Wednesday, January 28, 2015

'Beyond Clueless' (2015) directed by Charlie Lyne


Who would have thought the sight of a fresh-faced Freddie Prinze Jr could conjure up such nostalgia? There's a lot of him in Beyond Clueless, as well as his teen star cohorts: there's Seann William Scott! Mena Suvari! Matthew Lillard! Seth Green! Jason Biggs! Everyone is so young, hopeful and fancy-free, sure that these days of wine and roses will never end. Oh you sweet summer children, such naïvety...

Beyond Clueless is a docu-collage knitted together from US high school movies, examining their fashions, psychologies and ideological underpinnings. It's worthy of attention: year on year Hollywood cranks out high school movies, always pieced together from the same basic building blocks. You've got your jocks, skaters, nerds, preps and cheerleader cliques. You've got mean gym instructors, awkward transfer students, sexy French teachers, bitchy popular kids and dorky stoners. We troop through school theatre, the big game, debate club, SAT exams and, that all conquering social colossus, the Prom. Having grown up in Britain, I have no first hand experience of US high school, but I've lived thousands of simulations.

In its parade of semi-forgotten faces toothily grinning under regrettable haircuts, Beyond Clueless presents us with a vision of neverending adolescence. As Matthew McConaughey memorably said in Linklater's Dazed & Confused "That's what I love about these high school girls, man. I get older, they stay the same age." The film congeals hundreds of slightly different cinematic high schools into an omnifictional megaschool where Cady Heron can rub shoulders with Peter Parker, Cher can warily eye up Kathryn Merteuil and Rachel Lang can telekinetically tussle with Nancy Downs.


With Fairuza Balk as dispassionate narrator, we're led through the showers, classrooms, gyms and playing fields of hundreds of schools, constantly zeroing in on the common elements. This culture is approached with a rigorous anthropologists eye, giving us examinations of the role of the 'new kid' and the clique system, the consequences and dangers of not fitting in, explosions of violence and frothy oceans of teenage lust. 
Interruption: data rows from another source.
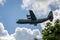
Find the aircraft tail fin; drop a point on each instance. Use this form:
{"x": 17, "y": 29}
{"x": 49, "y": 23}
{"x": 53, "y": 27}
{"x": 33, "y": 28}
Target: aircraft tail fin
{"x": 50, "y": 16}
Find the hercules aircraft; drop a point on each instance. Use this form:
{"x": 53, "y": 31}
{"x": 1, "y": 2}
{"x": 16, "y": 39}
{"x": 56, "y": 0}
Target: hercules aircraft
{"x": 31, "y": 19}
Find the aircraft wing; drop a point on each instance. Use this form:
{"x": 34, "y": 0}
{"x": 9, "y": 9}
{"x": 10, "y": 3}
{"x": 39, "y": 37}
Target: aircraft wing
{"x": 32, "y": 15}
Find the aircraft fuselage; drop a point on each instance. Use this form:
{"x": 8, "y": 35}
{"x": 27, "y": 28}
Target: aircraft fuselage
{"x": 29, "y": 21}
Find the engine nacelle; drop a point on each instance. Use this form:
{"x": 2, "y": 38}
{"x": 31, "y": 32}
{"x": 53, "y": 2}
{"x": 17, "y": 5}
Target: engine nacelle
{"x": 28, "y": 16}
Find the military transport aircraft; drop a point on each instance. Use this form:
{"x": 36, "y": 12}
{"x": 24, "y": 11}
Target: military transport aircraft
{"x": 31, "y": 19}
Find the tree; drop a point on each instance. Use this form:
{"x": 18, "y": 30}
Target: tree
{"x": 52, "y": 32}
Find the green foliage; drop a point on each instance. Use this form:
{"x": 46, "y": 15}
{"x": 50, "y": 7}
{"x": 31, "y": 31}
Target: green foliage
{"x": 52, "y": 32}
{"x": 35, "y": 39}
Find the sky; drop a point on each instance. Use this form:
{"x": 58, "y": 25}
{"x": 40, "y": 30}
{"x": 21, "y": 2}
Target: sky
{"x": 13, "y": 10}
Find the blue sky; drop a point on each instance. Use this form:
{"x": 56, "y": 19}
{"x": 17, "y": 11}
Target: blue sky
{"x": 13, "y": 10}
{"x": 10, "y": 12}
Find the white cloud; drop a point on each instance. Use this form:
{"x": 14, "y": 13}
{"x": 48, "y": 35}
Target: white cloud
{"x": 42, "y": 8}
{"x": 2, "y": 2}
{"x": 20, "y": 34}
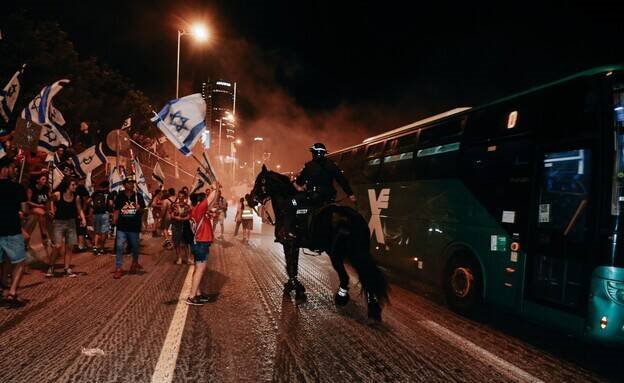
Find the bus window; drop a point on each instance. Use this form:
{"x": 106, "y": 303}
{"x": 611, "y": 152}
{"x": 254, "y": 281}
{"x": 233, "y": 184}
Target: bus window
{"x": 371, "y": 170}
{"x": 397, "y": 167}
{"x": 351, "y": 164}
{"x": 570, "y": 112}
{"x": 374, "y": 149}
{"x": 561, "y": 242}
{"x": 442, "y": 132}
{"x": 436, "y": 162}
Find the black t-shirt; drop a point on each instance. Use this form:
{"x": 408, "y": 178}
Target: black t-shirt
{"x": 39, "y": 196}
{"x": 100, "y": 201}
{"x": 129, "y": 213}
{"x": 12, "y": 196}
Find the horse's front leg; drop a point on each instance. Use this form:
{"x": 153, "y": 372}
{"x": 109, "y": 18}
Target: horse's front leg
{"x": 292, "y": 268}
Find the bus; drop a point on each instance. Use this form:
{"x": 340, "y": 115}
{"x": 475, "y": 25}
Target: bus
{"x": 517, "y": 203}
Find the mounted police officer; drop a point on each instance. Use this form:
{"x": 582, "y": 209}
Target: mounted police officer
{"x": 318, "y": 175}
Though there's hundreds of films here a few are singled out for closer inspection. Watching critical analyses of The Craft, The Rage: Carrie 2, Euro Trip and Idle Hands was like catnip for me. These films are trashy, but Beyond Clueless gives them totemic significance; Rosetta Stones for understanding the teenage psyche (or what old white studio heads imagine the teenage psyche to be).
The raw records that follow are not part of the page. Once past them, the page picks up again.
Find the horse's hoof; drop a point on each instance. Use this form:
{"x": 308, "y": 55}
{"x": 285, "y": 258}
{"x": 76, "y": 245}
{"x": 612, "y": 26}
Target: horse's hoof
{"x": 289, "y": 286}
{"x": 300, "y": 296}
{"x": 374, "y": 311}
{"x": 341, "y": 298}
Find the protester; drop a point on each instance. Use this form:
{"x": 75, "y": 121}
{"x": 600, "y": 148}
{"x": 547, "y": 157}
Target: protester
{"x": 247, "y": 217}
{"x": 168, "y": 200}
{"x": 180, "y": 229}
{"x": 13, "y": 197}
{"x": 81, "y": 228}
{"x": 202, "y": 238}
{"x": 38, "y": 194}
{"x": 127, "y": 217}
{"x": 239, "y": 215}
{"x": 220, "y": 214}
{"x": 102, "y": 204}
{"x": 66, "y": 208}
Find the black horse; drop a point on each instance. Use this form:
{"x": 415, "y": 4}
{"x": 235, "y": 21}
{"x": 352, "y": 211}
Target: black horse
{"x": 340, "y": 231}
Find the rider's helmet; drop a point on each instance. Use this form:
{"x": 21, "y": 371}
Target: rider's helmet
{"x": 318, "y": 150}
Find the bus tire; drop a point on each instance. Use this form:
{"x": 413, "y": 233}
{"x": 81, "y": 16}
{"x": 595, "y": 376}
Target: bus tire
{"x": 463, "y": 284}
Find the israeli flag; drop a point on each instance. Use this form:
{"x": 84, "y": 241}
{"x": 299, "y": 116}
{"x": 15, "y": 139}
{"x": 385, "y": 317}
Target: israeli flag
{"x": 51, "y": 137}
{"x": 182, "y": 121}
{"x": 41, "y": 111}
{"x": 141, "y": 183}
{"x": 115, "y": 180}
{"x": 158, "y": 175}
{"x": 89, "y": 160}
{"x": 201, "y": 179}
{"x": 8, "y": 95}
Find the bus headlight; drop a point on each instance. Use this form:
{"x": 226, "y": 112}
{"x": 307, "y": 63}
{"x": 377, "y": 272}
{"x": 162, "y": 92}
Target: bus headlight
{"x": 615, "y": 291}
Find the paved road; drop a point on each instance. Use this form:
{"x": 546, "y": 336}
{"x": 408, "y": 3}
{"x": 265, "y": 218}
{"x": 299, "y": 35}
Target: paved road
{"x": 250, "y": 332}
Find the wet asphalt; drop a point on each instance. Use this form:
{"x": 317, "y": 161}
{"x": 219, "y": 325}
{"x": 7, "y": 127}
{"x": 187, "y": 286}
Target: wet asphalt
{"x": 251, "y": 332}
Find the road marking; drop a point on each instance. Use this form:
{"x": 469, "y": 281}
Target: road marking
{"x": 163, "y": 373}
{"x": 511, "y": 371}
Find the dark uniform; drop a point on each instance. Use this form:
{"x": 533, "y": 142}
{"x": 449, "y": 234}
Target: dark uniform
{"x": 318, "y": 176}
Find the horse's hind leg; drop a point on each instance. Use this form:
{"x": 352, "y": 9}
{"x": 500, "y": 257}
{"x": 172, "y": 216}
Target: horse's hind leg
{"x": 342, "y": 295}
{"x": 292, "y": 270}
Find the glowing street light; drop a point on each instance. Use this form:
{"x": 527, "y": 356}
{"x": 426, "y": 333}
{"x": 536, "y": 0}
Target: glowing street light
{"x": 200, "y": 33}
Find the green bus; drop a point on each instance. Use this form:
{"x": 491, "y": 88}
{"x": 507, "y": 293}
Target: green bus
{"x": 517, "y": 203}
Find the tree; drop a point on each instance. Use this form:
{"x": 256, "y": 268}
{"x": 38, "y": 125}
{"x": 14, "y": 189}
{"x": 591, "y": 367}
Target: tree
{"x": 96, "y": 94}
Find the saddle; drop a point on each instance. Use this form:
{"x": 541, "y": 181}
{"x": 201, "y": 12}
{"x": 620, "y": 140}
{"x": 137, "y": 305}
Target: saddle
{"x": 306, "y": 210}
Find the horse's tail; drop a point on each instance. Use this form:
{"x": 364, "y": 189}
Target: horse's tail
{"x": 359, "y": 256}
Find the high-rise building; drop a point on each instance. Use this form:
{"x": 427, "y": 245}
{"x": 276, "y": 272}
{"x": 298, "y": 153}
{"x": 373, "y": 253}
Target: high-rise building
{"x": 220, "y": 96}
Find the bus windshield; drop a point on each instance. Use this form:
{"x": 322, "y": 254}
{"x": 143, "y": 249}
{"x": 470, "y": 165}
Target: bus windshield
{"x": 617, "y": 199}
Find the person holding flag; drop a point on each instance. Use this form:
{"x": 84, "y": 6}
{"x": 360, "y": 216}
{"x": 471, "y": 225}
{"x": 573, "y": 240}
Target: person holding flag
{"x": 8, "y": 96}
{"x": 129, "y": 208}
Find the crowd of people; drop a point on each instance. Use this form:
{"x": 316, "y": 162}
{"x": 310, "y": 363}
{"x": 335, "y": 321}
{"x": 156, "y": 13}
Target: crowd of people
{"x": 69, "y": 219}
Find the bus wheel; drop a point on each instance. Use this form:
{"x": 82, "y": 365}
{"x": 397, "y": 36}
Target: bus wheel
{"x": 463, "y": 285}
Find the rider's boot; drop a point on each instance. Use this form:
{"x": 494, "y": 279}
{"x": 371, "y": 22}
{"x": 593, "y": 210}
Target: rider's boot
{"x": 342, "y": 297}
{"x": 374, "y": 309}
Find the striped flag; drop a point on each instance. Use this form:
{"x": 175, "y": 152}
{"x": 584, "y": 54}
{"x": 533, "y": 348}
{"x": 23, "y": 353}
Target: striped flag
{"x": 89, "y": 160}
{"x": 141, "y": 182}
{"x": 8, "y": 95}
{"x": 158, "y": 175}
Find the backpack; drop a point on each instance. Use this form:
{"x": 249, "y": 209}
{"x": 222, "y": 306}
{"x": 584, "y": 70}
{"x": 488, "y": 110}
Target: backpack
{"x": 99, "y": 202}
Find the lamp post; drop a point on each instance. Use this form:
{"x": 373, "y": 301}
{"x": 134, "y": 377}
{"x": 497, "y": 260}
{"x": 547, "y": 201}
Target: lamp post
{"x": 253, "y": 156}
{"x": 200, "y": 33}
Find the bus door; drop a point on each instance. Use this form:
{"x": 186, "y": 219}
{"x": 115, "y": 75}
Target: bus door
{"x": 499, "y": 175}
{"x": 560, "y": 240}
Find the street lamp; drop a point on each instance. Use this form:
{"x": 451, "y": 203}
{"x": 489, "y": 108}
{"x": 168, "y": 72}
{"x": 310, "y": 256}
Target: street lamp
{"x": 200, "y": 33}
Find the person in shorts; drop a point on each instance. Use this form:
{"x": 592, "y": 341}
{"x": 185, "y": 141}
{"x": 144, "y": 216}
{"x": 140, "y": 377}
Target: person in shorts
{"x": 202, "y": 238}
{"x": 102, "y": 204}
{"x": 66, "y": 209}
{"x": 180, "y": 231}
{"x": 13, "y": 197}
Charlie Lyne's editing goes a long, long way towards elevating these films to cultural artefects. I wouldn't recommend anyone actually watch the execrable Carrie 2, but slicing out the few genuinely interesting bits and presenting them to us in montage makes it feel worthy of study. This kaleidoscope effect echoes Adam Curtis' style, the images may not logically fit together but they do work subconsciously, fractured moments building up to a meaningful jigsaw. This woozy effect is further underlined by a truly excellent score from Summer Camp, current champs of retro-flavoured, sunkissed synth-indie. 


Excellent pacing and scoring allows Lyne to gently ratchet up the pace, culminating in a terrifying litany of violence set to relentless electronic pounding. It's a hell of a sequence, a blizzard of bloody blows and children waving guns at each other. In moments like these, with all extraneous narrative distraction stripped away, Beyond Clueless achieves Herzoggian ecstatic truth. Individual films futilely grasp at that indefinable teenage emotional intensity, capturing brief flashes here and there. Here, in concert, that intensity is realised, and it makes for breathtaking cinema.
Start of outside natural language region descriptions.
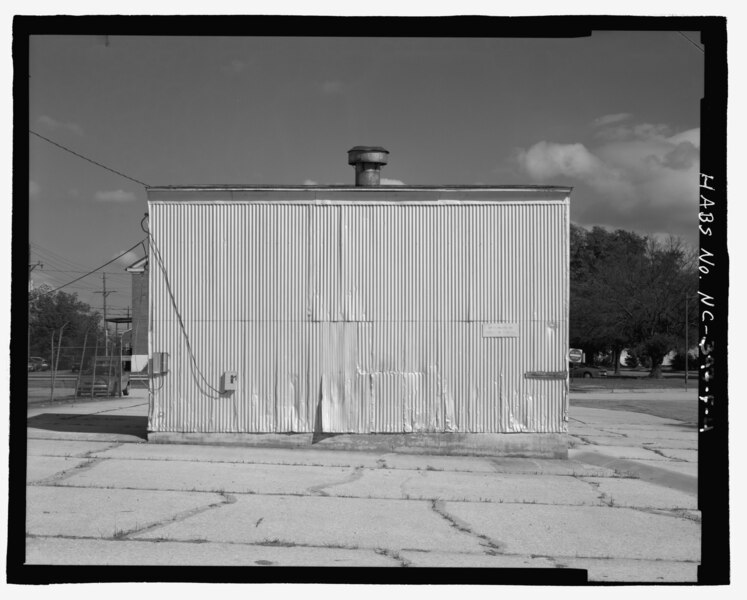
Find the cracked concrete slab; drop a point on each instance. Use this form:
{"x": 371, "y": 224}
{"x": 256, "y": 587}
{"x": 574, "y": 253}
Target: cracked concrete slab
{"x": 45, "y": 467}
{"x": 684, "y": 468}
{"x": 636, "y": 493}
{"x": 641, "y": 571}
{"x": 447, "y": 560}
{"x": 680, "y": 454}
{"x": 65, "y": 551}
{"x": 627, "y": 452}
{"x": 73, "y": 448}
{"x": 599, "y": 417}
{"x": 643, "y": 442}
{"x": 63, "y": 511}
{"x": 238, "y": 454}
{"x": 474, "y": 487}
{"x": 229, "y": 477}
{"x": 575, "y": 531}
{"x": 326, "y": 520}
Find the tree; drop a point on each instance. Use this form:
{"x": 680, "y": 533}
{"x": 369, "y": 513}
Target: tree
{"x": 629, "y": 291}
{"x": 48, "y": 312}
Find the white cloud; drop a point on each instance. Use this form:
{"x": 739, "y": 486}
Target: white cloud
{"x": 129, "y": 258}
{"x": 609, "y": 119}
{"x": 641, "y": 176}
{"x": 235, "y": 66}
{"x": 333, "y": 87}
{"x": 115, "y": 196}
{"x": 51, "y": 123}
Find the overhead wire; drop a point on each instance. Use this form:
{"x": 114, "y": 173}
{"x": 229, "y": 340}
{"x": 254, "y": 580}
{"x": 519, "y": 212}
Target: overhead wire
{"x": 194, "y": 366}
{"x": 98, "y": 164}
{"x": 693, "y": 43}
{"x": 96, "y": 269}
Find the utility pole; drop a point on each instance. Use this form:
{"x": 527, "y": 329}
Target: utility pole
{"x": 28, "y": 314}
{"x": 687, "y": 346}
{"x": 105, "y": 293}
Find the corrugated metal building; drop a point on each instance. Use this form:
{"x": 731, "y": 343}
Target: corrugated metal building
{"x": 360, "y": 309}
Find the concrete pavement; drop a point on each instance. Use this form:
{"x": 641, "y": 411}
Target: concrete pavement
{"x": 624, "y": 506}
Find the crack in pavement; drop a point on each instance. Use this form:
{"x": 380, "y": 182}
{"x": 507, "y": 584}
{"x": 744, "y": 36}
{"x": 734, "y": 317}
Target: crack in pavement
{"x": 354, "y": 476}
{"x": 380, "y": 551}
{"x": 676, "y": 513}
{"x": 438, "y": 506}
{"x": 90, "y": 453}
{"x": 394, "y": 555}
{"x": 225, "y": 500}
{"x": 601, "y": 496}
{"x": 54, "y": 479}
{"x": 660, "y": 453}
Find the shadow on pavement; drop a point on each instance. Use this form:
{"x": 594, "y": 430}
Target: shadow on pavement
{"x": 119, "y": 424}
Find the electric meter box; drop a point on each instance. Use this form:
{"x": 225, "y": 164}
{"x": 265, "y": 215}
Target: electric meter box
{"x": 228, "y": 381}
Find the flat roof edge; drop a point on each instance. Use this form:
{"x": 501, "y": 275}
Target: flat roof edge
{"x": 371, "y": 189}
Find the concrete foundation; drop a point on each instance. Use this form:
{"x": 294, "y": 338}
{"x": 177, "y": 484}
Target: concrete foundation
{"x": 526, "y": 445}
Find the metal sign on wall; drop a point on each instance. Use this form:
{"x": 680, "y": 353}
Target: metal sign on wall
{"x": 500, "y": 330}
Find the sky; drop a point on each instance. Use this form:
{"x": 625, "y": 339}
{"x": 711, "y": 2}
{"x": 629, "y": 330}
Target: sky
{"x": 615, "y": 115}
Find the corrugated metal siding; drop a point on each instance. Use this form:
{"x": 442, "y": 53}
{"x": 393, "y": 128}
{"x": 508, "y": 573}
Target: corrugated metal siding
{"x": 359, "y": 317}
That said, there's some slight friction between the critical and aesthetic ambitions. Analyses of, say, puberty in Ginger Snaps, are right on the money but a little obvious. Similarly, a lengthy probe into Euro Trip's latent homoeroticism is cleverly observed, but the argument peters out towards the end. 

This criticism applies to the film as a whole, it's strongest when delving into psychology and subtext but lacking when tying it all together into a conclusion. I was reminded of the Žižek Pervert's Guide to... documentaries: both they and Beyond Clueless search for meaning in mainstream cinema, yet while Žižek successfully grounds his analyses in a wider sociopolitical/ideological context, this largely eludes Beyond Clueless. 

That aside, this is a brilliant piece of playfully subversive and archly funny analytical cinema that's tuned right into my sensibilities. Where the hell else am I going to see unjustly ignored classics like 2001's Josie and the Pussycats given the attention they richly deserve? But Beyond Clueless's real strength lies on the visual/auditory level: to watch is to step into a pop-inflected hyper-real dream of the past.

If you're even remotely interested in digging beyond the surface of pop culture you'll dig this.

★★★★

Beyond Clueless is on limited release now.